Northern Spark is the opposite of this story. Here Minneapolis and Saint Paul are the cities that stay up all night on a whim, that throw reason and circadian rhythms to the wind. Here we have an all night party. For a night, museums veto their calculating and stay open until 1AM for a dance party, setting things on fire. Here for a night, people are actually encouraged to walk alone down dark alleys in the middle of the night. The night-time city, its silhouette normally dominated by the looming latent towers of insurance and banking, transforms to a dream city of the young and unreasonable.

[Haller's river listening project.]
#2: Interacting with the City Itself - Typically, you'll find art shut up inside a museum, guarded by pillars and lions, surrounded by antiseptic white walls. Even more public forms of art, sculptures or performances, tends to come with some frame separating it from urban humdrum, something saying "here, this is different, this is special, this lies outside your everyday city." One of the best things about the Northern Spark is that the city itself becomes part of the experience, the buildings, the landscape, the city viewed from a radically different temporal position.

Sometimes the art focuses on this city. Some examples from this year: Monica Haller's Can You Listen to the Same River Twice? which brought people down to the river itself (not easy to do in downtown Saint Paul) to listen to underwater sounds travel up from the sea; or my favorite project, Daniel Dean and Ben Moren's Secret City, where you listened to a long wandering narrative on your cell phone, while exploring the alleys and roofs of Lowertown, a story that allowed me to touch the city itself, lifting me above the crowd for a loving lonely minute.

Other times the city itself is the art, viewed through a new lens with a new frame. Traveling from place to place through Minneapolis at night, riding along the greenway through the dark and quiet hours knowing that waiting for you at the end is a museum still open. Passing another group, the streets normally dark and dead filled with people. Tonight, the dumpster underneath the overpass is a hot-tub with a person inside.

#3: A Different Audience - Last year, Northern Spark ended for me with a sunrise at the top of the Foshay Tower. It was 4:45 in the morning, the sun would rise in half an hour, and a long line snaked through the money-drenched lobby of the W Hotel waiting for the elevator doors to open. The line was a social jumble, a mix of backgrounds and sobriety levels. For every urban hipster there was someone who'd spent the night at a biker bar. Granted, the W Hotel bars are a horrorshow on many evenings, but a feeling of amazement dawned on me that the owners and managers of so many wealthy buildings and museums had been persuaded to open their doors to the public in the middle of the night, to let anyone in off the street to wander galleries and rooftops, spaces normally closed to the drunk and disorderly.

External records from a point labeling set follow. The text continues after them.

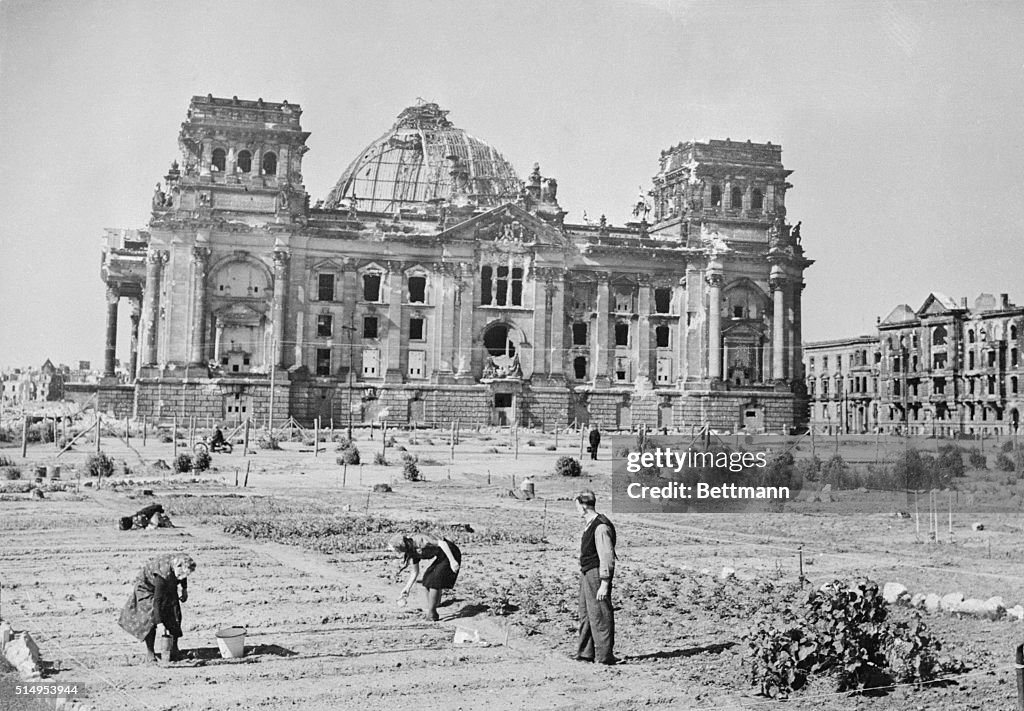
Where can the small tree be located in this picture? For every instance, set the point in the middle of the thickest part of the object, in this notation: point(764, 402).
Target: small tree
point(98, 464)
point(568, 466)
point(202, 461)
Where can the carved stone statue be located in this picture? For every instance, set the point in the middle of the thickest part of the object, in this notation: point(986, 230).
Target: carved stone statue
point(158, 198)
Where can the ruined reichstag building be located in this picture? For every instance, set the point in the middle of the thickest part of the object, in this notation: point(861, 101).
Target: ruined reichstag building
point(435, 283)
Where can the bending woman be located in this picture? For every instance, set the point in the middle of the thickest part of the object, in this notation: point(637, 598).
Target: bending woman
point(439, 576)
point(155, 600)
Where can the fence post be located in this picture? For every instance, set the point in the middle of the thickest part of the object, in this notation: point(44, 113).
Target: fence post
point(1019, 663)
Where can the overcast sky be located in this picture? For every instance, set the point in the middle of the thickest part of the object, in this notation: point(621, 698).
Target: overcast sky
point(902, 122)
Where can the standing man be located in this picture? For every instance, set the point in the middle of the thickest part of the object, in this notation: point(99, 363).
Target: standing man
point(595, 441)
point(597, 566)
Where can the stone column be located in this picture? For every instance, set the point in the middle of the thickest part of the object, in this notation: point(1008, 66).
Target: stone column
point(136, 311)
point(602, 339)
point(110, 353)
point(777, 283)
point(151, 304)
point(797, 359)
point(642, 348)
point(280, 295)
point(715, 281)
point(464, 321)
point(556, 334)
point(200, 257)
point(395, 285)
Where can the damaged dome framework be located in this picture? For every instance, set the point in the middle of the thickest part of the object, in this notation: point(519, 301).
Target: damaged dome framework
point(432, 284)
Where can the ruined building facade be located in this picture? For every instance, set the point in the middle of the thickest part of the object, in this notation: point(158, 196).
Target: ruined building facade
point(433, 284)
point(945, 369)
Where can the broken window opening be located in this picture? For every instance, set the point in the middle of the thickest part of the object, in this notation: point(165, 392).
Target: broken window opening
point(622, 334)
point(516, 286)
point(325, 326)
point(716, 196)
point(580, 367)
point(736, 202)
point(662, 336)
point(417, 289)
point(323, 362)
point(372, 287)
point(325, 287)
point(579, 333)
point(370, 327)
point(502, 286)
point(663, 300)
point(416, 329)
point(269, 163)
point(486, 296)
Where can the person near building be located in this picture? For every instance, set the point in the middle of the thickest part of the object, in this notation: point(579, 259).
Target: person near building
point(440, 575)
point(595, 441)
point(597, 567)
point(155, 600)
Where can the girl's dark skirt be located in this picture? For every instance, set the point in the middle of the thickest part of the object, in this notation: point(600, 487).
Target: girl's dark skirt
point(440, 576)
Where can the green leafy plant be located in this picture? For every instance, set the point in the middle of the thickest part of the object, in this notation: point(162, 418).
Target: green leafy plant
point(568, 466)
point(201, 462)
point(98, 464)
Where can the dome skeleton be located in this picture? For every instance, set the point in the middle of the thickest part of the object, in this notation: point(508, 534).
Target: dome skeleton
point(410, 166)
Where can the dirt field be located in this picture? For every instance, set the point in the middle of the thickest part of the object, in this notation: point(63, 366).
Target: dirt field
point(326, 633)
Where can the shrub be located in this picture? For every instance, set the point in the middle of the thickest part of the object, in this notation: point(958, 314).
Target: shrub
point(98, 464)
point(809, 469)
point(976, 459)
point(11, 472)
point(202, 461)
point(568, 466)
point(410, 471)
point(841, 631)
point(40, 432)
point(837, 472)
point(1004, 462)
point(349, 456)
point(950, 462)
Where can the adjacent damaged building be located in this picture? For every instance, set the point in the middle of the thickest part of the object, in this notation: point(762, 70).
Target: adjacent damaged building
point(946, 369)
point(434, 283)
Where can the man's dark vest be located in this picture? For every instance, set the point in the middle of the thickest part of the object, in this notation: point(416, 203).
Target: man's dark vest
point(589, 558)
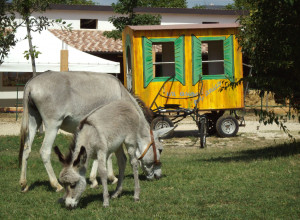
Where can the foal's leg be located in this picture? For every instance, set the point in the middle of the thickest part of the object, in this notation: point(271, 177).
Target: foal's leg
point(93, 174)
point(110, 172)
point(121, 157)
point(34, 122)
point(45, 152)
point(135, 167)
point(103, 176)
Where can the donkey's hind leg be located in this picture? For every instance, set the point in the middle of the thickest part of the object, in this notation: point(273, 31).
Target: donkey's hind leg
point(121, 157)
point(135, 167)
point(34, 122)
point(45, 152)
point(103, 176)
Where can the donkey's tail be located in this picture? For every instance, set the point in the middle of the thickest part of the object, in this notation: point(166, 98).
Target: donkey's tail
point(24, 124)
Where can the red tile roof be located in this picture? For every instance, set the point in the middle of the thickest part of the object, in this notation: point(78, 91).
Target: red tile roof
point(88, 40)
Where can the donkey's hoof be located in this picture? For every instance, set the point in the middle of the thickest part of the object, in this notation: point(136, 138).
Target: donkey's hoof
point(114, 181)
point(94, 185)
point(61, 201)
point(25, 188)
point(115, 195)
point(59, 188)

In the day city and in the night city live different people. During the first hours of the Northern Spark, the crowd is full of families, folks from the suburbs looking for light spectacles, willing to push a boundary or two just enough for tomorrow's story. As the night elaborates and grows longer, those with bedtimes and alarm clocks weed themselves away, and a whole new group of people thrive. Here you'll find the anti-bankers, the night people: artists, musicians, drunks, and third-shifters. There's a democracy to the middle of the night. For once the pleasures of the city, of crowds and strangers, become nocturnal. Minneapolis New York. Saint Paul à Paris.

[The Foshay Tower observation deck from Northern Spark 2012.]